Tidak juga ketemu Arundhati. Ini kenapa tiba-tiba dia muncul?”
Bapak mencabut
sigaretnya satu batang, dan menjepitnya dengan kedua bibirnya. Dia ambil korek
dari atas meja, entah punya siapa, dan dia nyalakan sigaretnya. Dia hisap
dalam-dalam sigaretnya, dan dia cabut sambil dia hembuskan asap putih tebal
dari mulutnya.
“Aku juga nggak
tahu. Cuma pas tadi melangkah di buk depan rumah itu, tiba-tiba aku liat tubuh anakku itu terhuyung jatuh ke arahku. Entah apa.... yang dia alami
hari ini. Semoga bukan hal yang buruk” jawab Bapak yang juga sebenarnya masih bingung. Sejenak suasana hening. Namun tak lama
kemudian, dari dalam rumah keluar perempuan muda yang semenjak tadi di dapur
terus.
“His... his...
sini..!” perempuan muda itu setengah berbisik tapi tangannya melambai ke salah
seorang lelaki muda yang tadi ikut mencari Arundhati. Seorang lelaki muda
berkulit putih bersih, berbaju kaos hijau, bersarung dan kopiah.
“Sa ya?” hampir tanpa
suara lelaki muda itu bertanya untuk memastikan sambil menunjuk dadanya
sendiri. Perempuan muda itu tersenyum, “la iya.....!”
“Iya... itu bantu
kakakmu Tantri... sana!” salah seorang yang melihat kejadian itu menegur dengan suara
agak lebih keras sedikit. Kemudian lelaki muda bersarung dan kopiah itu masuk
mengikuti perempuan muda yang
ternyata punya panggilan Tantri tadi. Tak lama mereka keluar dengan
si perempuan muda membawa senampan gelas dan si lelaki muda membawa satu teko
panas berisi kopi.

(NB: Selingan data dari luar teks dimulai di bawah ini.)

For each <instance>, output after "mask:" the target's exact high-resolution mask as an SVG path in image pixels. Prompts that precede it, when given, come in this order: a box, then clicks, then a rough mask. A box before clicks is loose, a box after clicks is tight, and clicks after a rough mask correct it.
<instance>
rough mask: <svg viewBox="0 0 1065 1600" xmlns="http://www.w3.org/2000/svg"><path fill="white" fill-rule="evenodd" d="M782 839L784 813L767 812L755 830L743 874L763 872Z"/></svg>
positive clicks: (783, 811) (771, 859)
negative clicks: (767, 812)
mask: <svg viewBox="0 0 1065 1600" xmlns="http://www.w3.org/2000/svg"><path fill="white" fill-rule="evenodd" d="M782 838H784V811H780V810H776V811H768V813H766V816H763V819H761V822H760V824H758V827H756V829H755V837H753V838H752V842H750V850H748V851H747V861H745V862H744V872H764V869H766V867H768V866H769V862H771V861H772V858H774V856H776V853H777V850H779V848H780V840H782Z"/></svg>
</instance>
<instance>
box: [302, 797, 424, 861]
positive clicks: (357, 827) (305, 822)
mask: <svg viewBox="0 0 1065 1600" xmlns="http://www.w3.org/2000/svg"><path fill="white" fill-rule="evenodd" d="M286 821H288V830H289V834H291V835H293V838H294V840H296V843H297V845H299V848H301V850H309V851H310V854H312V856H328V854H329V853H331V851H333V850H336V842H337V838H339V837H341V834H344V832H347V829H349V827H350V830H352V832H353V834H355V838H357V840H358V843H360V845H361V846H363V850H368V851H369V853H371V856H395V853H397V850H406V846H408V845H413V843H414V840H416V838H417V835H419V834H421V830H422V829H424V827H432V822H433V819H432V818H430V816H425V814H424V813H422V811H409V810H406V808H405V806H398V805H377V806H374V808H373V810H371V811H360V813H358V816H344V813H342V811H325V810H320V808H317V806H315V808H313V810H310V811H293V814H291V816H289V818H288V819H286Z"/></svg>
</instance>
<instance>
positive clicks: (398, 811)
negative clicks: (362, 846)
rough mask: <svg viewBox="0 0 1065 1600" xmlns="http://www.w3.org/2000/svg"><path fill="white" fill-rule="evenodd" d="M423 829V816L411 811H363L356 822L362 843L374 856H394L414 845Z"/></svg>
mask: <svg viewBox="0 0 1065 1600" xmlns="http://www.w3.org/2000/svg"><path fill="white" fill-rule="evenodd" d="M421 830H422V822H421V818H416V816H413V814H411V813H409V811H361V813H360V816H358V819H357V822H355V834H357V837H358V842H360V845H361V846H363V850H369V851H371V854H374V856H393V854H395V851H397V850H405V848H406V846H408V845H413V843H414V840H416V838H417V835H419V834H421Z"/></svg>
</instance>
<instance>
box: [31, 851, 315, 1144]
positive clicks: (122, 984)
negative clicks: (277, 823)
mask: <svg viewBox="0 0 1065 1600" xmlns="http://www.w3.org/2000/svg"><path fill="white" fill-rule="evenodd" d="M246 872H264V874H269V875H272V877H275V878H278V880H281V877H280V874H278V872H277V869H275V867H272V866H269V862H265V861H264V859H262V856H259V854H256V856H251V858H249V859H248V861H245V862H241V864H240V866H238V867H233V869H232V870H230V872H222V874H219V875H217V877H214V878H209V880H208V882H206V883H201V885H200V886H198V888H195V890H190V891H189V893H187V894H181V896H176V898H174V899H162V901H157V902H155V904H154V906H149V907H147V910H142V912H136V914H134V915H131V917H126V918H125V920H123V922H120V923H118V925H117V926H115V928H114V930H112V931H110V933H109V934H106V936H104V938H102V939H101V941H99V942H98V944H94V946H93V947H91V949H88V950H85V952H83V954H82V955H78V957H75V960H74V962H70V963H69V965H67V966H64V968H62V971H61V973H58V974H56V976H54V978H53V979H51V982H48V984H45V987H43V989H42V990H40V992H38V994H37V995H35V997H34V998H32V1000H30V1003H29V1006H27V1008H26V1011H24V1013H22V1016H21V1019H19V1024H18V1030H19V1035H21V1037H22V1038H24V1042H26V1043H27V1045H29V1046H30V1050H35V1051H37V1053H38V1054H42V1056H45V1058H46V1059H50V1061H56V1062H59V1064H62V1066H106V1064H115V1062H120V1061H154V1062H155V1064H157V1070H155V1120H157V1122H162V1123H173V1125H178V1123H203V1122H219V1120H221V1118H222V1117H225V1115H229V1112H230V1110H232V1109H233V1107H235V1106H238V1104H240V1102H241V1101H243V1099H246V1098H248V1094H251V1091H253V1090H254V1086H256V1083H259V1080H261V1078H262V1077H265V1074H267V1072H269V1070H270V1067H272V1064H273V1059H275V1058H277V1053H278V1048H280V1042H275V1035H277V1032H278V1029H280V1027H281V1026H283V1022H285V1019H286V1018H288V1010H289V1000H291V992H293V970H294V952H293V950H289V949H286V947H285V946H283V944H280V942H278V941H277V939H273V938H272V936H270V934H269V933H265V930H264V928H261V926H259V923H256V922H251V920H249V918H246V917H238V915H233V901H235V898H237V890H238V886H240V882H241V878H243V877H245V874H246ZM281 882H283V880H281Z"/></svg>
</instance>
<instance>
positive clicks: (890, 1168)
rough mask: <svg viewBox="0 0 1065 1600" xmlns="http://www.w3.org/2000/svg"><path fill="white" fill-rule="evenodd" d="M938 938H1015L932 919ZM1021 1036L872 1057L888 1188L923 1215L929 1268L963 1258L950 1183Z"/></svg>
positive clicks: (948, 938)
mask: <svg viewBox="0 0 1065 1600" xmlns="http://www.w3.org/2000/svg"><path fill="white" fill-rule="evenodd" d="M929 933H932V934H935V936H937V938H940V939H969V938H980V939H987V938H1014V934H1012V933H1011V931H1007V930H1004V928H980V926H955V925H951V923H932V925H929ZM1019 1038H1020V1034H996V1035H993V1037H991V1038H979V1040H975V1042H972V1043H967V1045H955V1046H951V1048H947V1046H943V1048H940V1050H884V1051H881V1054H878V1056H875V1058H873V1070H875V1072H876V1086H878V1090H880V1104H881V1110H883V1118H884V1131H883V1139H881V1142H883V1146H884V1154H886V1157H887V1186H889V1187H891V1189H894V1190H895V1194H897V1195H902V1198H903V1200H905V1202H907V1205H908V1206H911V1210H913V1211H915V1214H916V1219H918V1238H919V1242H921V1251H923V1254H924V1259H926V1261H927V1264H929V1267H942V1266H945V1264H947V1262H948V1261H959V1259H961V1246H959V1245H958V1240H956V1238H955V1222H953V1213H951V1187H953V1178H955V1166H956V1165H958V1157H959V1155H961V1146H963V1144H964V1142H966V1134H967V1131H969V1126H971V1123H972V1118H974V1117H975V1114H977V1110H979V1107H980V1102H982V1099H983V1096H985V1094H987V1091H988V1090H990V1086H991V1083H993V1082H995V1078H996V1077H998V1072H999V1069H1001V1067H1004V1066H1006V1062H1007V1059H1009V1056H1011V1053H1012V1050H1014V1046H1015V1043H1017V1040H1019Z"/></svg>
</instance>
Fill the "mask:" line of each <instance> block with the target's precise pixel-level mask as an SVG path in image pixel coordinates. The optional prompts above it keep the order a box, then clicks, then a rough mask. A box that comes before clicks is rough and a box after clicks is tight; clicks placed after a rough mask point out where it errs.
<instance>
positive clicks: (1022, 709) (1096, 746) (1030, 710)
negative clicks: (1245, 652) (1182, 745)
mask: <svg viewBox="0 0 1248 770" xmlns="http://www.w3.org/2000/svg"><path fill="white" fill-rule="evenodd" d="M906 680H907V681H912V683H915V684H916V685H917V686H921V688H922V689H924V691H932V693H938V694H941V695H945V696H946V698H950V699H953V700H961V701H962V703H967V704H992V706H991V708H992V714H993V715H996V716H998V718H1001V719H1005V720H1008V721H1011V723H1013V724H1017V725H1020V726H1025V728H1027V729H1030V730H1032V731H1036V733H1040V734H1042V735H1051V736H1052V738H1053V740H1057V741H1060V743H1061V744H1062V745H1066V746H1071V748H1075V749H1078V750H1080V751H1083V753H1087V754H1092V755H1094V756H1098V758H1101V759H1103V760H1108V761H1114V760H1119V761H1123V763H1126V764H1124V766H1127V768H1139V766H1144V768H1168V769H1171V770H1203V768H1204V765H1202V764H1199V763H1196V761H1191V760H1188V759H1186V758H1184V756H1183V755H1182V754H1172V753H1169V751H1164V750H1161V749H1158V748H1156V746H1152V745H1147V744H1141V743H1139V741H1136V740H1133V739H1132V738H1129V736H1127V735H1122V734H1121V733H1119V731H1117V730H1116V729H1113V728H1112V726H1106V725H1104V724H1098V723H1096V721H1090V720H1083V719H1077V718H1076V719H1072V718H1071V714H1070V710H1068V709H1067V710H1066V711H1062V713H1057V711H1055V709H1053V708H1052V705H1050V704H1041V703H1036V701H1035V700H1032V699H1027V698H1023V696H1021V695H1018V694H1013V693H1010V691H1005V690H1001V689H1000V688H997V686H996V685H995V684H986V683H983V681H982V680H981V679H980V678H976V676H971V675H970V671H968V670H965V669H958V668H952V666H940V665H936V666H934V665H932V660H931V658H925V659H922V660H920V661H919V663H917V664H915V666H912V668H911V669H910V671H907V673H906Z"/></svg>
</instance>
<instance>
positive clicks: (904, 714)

Si perempuan muda meletakkan gelas di atas meja besar di
depan risban, demikian pula si lelaki muda; meletakkan teko kopi itu di atas
meja besar.
“Monggo semuanya,
kopinya. Sengaja aku tidak menuangkan kopinya. Takut cepat dingin!” si lelaki
muda menawarkan kopinya.
“Ha..lah! bilang
saja males, Di, Turadi!” seru orang yang tadi menegur lelaki
muda yang ternyata punya nama
Turadi itu sambil berdiri
mengambil gelas dan kopi. Mendengar itu yang lain tertawa. Setelah kejadian
itu, malam itu menjadi cair. Mereka melepas lelah setelah berputar-purat
selepas maghrib tadi mencari Arundhati. Mereka saling bercerita, bahkan tentang
kejadian Arundhati tadi, meskipun mereka sebenarnya sama-sama mengalami.